Three years ago, when I wrote my first column for DISCOVER, many of the popular sites on the Web didn't exist. The social-networking MySpace—the bane of parents everywhere—is the fourth most visited site on the Web but just two years old. The explosively popular YouTube was launched just last year. The file-sharing service BitTorrent, which may account for a third of the data flowing over the Internet, only recently hit its stride. Entire genres of Web sites have gone from esoteric to mainstream in just a few years. In 2003 there were about half a million blogs. Today there are 30 million.
The iTunes music store was launched just as I was writing my first column, when the iPod was a year old. Together they have ushered in the most dramatic transformation in the way people purchase and listen to music since the introduction of the LP record more than 60 years ago. TV and film are headed for similar disruption.
There is an unnerving sense now that technology is driving the culture rather than the reverse. Machines and sites and software are breeding at an exponential clip, and we hapless humans race around trying to adapt. We're responding not just to a surfeit of information but also to a surfeit of new tools for managing information. It's not enough to keep up with a dozen bloggers and their daily posts. Now we have to keep up with the RSS blog subscription software that was released only last week.
It's too simplistic to say what we're reeling from is technological determinism. Most of the innovations of the late 20th century, like computers, CDs, and color TV, came from large-scale industrial engineering and manufacture. But almost all the profound technological innovations of the past 15 years have come from software, not hardware. Software is intrinsically more malleable—and more readily transformed by individuals and small groups. Just think of the Web, the brainchild of Tim Berners-Lee, a single researcher at a Swiss physics lab. A shockingly large number of the significant innovations of the past decade have come from just a few individuals, including those who created Google, Napster, BitTorrent, and Blogger.

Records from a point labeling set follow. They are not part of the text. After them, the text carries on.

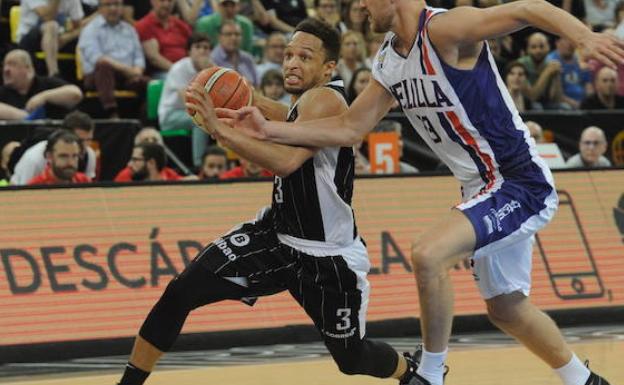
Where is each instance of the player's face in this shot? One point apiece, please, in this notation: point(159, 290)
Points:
point(592, 146)
point(304, 64)
point(138, 165)
point(516, 78)
point(64, 160)
point(111, 10)
point(162, 8)
point(15, 70)
point(381, 14)
point(200, 55)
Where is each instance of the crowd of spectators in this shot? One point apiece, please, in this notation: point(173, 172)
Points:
point(123, 45)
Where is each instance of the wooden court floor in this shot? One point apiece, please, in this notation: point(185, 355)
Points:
point(468, 366)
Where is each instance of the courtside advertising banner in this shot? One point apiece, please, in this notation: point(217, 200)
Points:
point(84, 264)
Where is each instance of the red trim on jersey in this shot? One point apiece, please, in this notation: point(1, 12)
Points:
point(470, 141)
point(425, 51)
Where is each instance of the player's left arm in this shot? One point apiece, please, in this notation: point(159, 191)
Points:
point(280, 159)
point(464, 27)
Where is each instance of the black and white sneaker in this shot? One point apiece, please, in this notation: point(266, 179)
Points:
point(411, 377)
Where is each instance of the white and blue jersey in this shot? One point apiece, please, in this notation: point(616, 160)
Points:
point(469, 120)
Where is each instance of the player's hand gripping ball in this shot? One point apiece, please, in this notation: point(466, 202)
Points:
point(226, 88)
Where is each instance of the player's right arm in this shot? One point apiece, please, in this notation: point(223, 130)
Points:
point(345, 129)
point(280, 159)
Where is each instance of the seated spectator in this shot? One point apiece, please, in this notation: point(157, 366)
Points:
point(62, 154)
point(42, 27)
point(605, 97)
point(228, 10)
point(5, 170)
point(172, 113)
point(190, 10)
point(619, 20)
point(359, 81)
point(352, 55)
point(246, 169)
point(600, 13)
point(576, 81)
point(329, 12)
point(284, 15)
point(355, 18)
point(272, 86)
point(136, 10)
point(518, 87)
point(229, 55)
point(111, 56)
point(544, 77)
point(148, 135)
point(25, 95)
point(592, 147)
point(214, 162)
point(147, 164)
point(535, 130)
point(163, 37)
point(33, 161)
point(273, 54)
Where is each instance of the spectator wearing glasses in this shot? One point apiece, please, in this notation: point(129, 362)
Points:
point(111, 55)
point(228, 10)
point(592, 147)
point(62, 154)
point(229, 54)
point(163, 37)
point(606, 96)
point(147, 164)
point(34, 159)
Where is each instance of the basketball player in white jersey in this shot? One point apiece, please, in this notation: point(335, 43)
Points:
point(306, 242)
point(437, 65)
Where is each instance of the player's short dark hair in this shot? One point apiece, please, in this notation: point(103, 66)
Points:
point(197, 37)
point(214, 150)
point(326, 33)
point(61, 135)
point(228, 22)
point(154, 151)
point(78, 120)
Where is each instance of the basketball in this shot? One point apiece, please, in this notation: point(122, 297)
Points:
point(226, 88)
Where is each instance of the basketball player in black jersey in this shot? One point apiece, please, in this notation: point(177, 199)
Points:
point(306, 242)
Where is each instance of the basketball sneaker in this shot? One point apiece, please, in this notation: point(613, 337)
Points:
point(411, 377)
point(595, 379)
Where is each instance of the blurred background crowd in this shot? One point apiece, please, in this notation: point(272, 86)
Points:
point(83, 62)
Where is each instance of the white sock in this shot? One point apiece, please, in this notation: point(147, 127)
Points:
point(574, 372)
point(431, 366)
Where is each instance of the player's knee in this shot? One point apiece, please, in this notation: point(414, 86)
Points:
point(425, 265)
point(504, 312)
point(349, 360)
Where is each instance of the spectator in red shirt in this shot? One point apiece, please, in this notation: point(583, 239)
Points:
point(247, 169)
point(163, 36)
point(214, 162)
point(147, 163)
point(63, 154)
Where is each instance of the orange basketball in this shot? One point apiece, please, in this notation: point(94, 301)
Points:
point(226, 88)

The breakthroughs show us that software is capable of remarkable shape-shifting. The World Wide Web that dazzled us in the mid-1990s was essentially a static series of text pages connected by hyperlinks. We thought the Web was an ideal platform for self-publishing until Blogger came along and showed how much better it could be. We thought the Web was an ideal platform for virtual communities, then Friendster and MySpace showed up. Today the Web has become a development platform for almost any kind of software, including e-mail programs, mapping tools, and calendars.

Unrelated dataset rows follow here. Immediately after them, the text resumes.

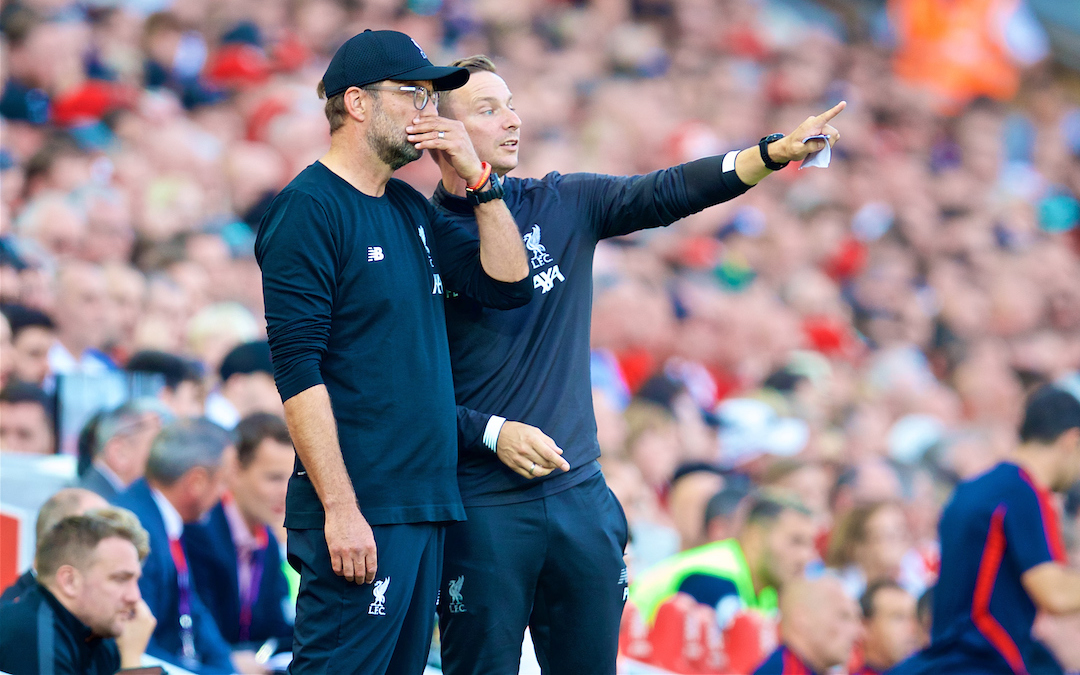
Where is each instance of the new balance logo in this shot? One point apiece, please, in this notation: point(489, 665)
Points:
point(456, 605)
point(545, 280)
point(378, 608)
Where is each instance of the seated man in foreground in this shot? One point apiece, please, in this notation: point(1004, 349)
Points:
point(819, 626)
point(84, 615)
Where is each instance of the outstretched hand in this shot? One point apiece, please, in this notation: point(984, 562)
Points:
point(436, 134)
point(791, 147)
point(528, 451)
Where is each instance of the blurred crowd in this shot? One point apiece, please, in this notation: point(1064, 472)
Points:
point(860, 337)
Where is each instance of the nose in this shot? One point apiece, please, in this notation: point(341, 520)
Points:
point(132, 594)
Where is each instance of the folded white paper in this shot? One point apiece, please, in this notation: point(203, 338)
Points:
point(821, 158)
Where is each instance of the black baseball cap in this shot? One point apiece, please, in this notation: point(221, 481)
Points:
point(246, 359)
point(376, 55)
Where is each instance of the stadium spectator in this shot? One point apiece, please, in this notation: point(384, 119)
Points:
point(868, 544)
point(185, 477)
point(183, 393)
point(235, 557)
point(246, 387)
point(32, 334)
point(84, 613)
point(819, 626)
point(26, 420)
point(691, 487)
point(67, 501)
point(890, 626)
point(122, 441)
point(772, 549)
point(7, 367)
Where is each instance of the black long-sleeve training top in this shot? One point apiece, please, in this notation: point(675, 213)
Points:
point(353, 288)
point(39, 635)
point(531, 364)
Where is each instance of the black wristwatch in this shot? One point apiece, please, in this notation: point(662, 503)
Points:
point(476, 198)
point(763, 146)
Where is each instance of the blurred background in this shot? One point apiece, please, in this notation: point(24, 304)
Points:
point(855, 335)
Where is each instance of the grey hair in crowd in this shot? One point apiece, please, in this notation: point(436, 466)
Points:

If technology sometimes seems as if it is controlling our lives, remember that we have the power to manipulate it. We are not slaves to machines, because the tools for programming them evolve as quickly as the machines. A great example is the explosion of online services dedicated to face-to-face encounters with other people, like online dating sites and the Meetup service that played a pivotal role in Howard Dean's presidential campaign. We assumed that software chained us to a computer; then programmers created sites designed to get us out of our cubicles and into the real world.

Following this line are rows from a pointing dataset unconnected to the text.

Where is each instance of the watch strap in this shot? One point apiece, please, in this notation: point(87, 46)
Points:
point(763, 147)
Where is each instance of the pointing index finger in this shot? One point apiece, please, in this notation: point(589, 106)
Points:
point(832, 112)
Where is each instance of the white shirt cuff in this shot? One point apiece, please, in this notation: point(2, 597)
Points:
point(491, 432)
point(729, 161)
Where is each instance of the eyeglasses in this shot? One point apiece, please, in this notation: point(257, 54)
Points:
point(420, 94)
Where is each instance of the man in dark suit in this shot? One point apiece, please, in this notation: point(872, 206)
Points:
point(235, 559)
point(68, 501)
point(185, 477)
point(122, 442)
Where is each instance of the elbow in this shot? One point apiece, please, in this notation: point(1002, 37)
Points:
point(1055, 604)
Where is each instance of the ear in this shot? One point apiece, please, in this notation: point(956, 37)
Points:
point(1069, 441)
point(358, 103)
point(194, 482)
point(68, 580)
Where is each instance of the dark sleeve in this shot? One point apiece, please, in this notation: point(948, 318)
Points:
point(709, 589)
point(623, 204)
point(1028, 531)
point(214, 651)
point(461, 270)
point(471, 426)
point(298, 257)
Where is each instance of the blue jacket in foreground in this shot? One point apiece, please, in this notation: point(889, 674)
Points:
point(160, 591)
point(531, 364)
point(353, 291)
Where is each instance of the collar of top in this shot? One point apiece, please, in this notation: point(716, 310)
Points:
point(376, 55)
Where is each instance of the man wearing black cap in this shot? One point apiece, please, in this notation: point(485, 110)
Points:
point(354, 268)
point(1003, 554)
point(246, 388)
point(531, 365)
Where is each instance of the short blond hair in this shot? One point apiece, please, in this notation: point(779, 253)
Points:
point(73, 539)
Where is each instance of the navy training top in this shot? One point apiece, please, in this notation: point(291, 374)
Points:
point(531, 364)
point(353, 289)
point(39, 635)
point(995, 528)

Something fundamental has changed in the minds of consumers as well. Radical shifts in technology once required a process: evangelism, training, then slow adoption. But for those who grew up with the shape-shifting of software, innovations unfold with the rhythm and passion of fashion—a constant, surging quest for the latest thing. Even the most ardent supporter of blogging could not have predicted 30 million blogs. Having a MySpace.com presence went from hobby to mandatory for every teenager in less than 16 months. The ease of producing software is matched by a hunger for innovation among consumers. They're blogging, podcasting, gaming, and building virtual worlds. So many people have been willing to adopt new tools in such a short time because the tools have been designed to give them a voice, to allow them to shape media.
OK, so this is hardly a utopian development. Democratizing media also means that idiots and racists and pedophiles and all the people out there who happen not to share your political viewpoint have access to the most powerful printing press in history. Parents find MySpace shocking partly because it makes visible teen interactions that were once conducted below the radar of our awareness.
So the way you feel about the rise of all the new technologies comes down to the way you feel about human beings. If you're a misanthrope, these trends are alarming. If you feel that most people are benevolent and that they tend to share good information when given the chance, then the rise of democratic media will strike you as positive. Whether you approve or not, you're going to have to get used to it. The gatekeepers no longer control media the way they used to. The future brings to mind the words of James Joyce in Finnegans Wake: "Here comes everybody."